Carboplatin, Nab-Paclitaxel, Durvalumab Before Surgery and Adjuvant Therapy in Head and Neck Squamous Cell Carcinoma

Official Title

Multimodality Therapy With Induction Carboplatin/Nab-Paclitaxel/Durvalumab Followed by Surgical Resection and Risk-adapted Adjuvant Therapy for the Treatment of Locally-Advanced and Surgically Resectable Squamous Cell Carcinoma of the Head and Neck

Brief Summary

      Participants in this study have a type of cancer called squamous cell carcinoma of the head
      and neck (SCCHN). Their SCCHN has spread around the area where the cancer first started. This
      is called locally-advanced SCCHN. These participants are eligible for surgery.

      Previous research with a similar therapy regimen resulted in high rates of cancer shrinkage,
      high rates of avoiding radiation and its side effects, high cure rate and good quality of
      life. Radiation can be very toxic. The purpose on this study is to try to avoid radiation. If
      the participants are not on this study they would be receiving radiation as it is standard
      treatment of their cancer. In the last study with a similar regimen, about a third of cancers
      had a pathologic complete response with the first part of the study. This means that the
      chemotherapy had killed the cancer. The investigators are trying to improve the regimen
      further with a goal of increasing this rate of complete response to the first part of
      therapy. The investigators also hope that by improving results in the first part, that more
      people will be cured and that long term quality of life (especially speech and swallowing)
      will be improved, both compared to standard therapies and to the last study. Doctors do not
      know how this therapy will effect the participants. There is no guarantee that this study
      will benefit the participants.

      The prior study used a combination of chemotherapy consisting of carboplatin, paclitaxel and
      a third targeted anti-cancer drug. In this study the investigators are testing the
      combination of carboplatin, nano-albumin bound paclitaxel and durvalumab. Nano-albumin bound
      paclitaxel has been shown to be more active against other types of squamous cancers than
      regular paclitaxel. It is FDA approved for squamous lung cancer, but experimental for head
      and neck cancer. Durvalumab is an experimental drug that uses the body's own immune system to
      fight the cancer. Doctors hope that combining Durvalumab with 2 chemotherapy drugs will be
      effective in treating SCCHN. Durvalumab on its own has been studied in patients with SCCHN
      and initial results have shown that some subjects' cancer has responded to it.
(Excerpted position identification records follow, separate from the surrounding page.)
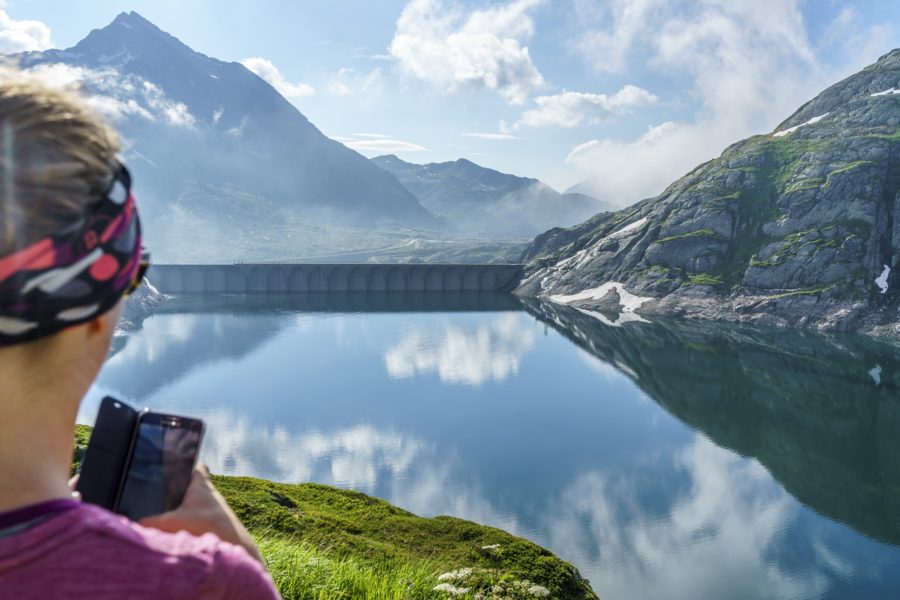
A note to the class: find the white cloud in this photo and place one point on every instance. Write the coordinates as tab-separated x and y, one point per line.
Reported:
570	109
452	49
491	136
460	356
270	73
749	66
350	82
22	36
387	145
117	96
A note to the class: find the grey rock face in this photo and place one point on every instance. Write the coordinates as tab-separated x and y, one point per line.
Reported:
796	227
140	305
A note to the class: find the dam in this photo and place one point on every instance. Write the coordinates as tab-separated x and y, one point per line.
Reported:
304	278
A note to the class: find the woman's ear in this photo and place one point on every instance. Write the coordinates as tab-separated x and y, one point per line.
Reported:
105	324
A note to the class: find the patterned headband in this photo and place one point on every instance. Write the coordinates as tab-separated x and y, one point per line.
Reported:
74	275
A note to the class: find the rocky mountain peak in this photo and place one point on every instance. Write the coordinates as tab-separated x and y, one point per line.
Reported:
800	226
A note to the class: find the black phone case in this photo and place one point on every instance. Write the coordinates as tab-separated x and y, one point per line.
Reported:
106	454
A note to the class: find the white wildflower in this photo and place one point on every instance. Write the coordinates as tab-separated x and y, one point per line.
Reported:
451	589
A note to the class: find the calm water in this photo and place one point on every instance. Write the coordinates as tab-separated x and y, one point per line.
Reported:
664	460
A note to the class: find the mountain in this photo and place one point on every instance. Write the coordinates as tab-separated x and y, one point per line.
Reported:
796	227
479	201
217	152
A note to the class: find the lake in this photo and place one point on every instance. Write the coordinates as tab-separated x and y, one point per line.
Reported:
665	460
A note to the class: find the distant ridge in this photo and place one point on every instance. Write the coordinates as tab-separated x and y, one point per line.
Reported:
476	200
212	143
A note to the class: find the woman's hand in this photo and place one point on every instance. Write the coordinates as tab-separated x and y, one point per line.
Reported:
204	510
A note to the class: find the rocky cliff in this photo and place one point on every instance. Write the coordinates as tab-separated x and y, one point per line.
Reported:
796	227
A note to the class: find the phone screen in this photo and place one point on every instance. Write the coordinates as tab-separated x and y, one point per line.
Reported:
162	461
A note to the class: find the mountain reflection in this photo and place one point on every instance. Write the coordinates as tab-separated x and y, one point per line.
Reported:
809	407
644	453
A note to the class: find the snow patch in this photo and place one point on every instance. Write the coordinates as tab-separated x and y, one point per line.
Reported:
625	317
812	121
629	301
875	374
881	280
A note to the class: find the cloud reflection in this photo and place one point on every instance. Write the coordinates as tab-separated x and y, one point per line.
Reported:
463	356
352	457
719	539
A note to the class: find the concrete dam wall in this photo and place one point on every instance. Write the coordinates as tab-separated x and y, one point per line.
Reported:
303	278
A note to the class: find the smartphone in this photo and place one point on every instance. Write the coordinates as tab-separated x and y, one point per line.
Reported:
106	455
160	465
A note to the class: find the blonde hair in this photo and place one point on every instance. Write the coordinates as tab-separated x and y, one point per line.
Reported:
57	157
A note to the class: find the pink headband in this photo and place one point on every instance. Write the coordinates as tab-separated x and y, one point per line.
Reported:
74	275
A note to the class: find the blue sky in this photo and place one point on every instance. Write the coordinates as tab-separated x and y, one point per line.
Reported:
631	92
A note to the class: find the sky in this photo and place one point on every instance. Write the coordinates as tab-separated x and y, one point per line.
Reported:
631	93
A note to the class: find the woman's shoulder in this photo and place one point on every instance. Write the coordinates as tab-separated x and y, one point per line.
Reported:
102	553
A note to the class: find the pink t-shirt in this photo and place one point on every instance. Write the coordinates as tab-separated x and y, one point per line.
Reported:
87	552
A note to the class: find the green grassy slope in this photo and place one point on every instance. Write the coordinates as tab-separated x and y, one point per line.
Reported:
324	543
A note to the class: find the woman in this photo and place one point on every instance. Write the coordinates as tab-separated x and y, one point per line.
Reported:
70	251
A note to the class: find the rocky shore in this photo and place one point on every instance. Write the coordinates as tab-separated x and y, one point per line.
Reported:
799	227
      The purpose of this study is to test a combination of chemotherapy to hopefully both increase
      the number of subjects that respond to therapy while also decreasing the number of side
      effects that subjects experience.
    

Detailed Description

      STUDY OBJECTIVES

      Primary Objective:

      Estimate the pathologic complete response rate (pCRR) after induction chemotherapy with
      carboplatin, nab-paclitaxel, and durvalumab in previously untreated stage III and IV SCCHN
      amenable to surgical resection

      Secondary Objectives:

        -  Report the clinical complete response rate (cCRR) and clinical response rate (cRR)
           following induction chemotherapy

        -  Estimate the percent of patients who have a change in estimated risk level. Prior to
           induction, this will be assessed clinically (by imagining and physical exam). Post
           induction, this will be assessed by surgical pathology report

        -  Estimate the overall survival (OS) and progression free survival (PFS) associated with 3
           part therapy consisting of induction chemotherapy, surgery and risk-adapted use of
           chemoradiation

        -  Characterize the toxicity profile associated with both induction therapy and total 3
           part therapy consisting of induction chemotherapy, surgery and risk-adapted use of
           chemoradiation

      Translational/Exploratory Objectives:

        -  Correlative studies will evaluate cellular correlates of response and changes in the
           tumor microenvironment across therapy

        -  Explore correlation between measures of clinical response to induction chemotherapy and
           long term outcomes (PFS and OS) and compare them to pathologic measures of response
           (pCRR)

      PROCEDURES This is a single-arm, nonrandomized phase II trial consisting of 3 parts. After
      informed consent and screening, pre-induction, risk levels will be assessed clinically, by a
      combination of physical exam and imaging.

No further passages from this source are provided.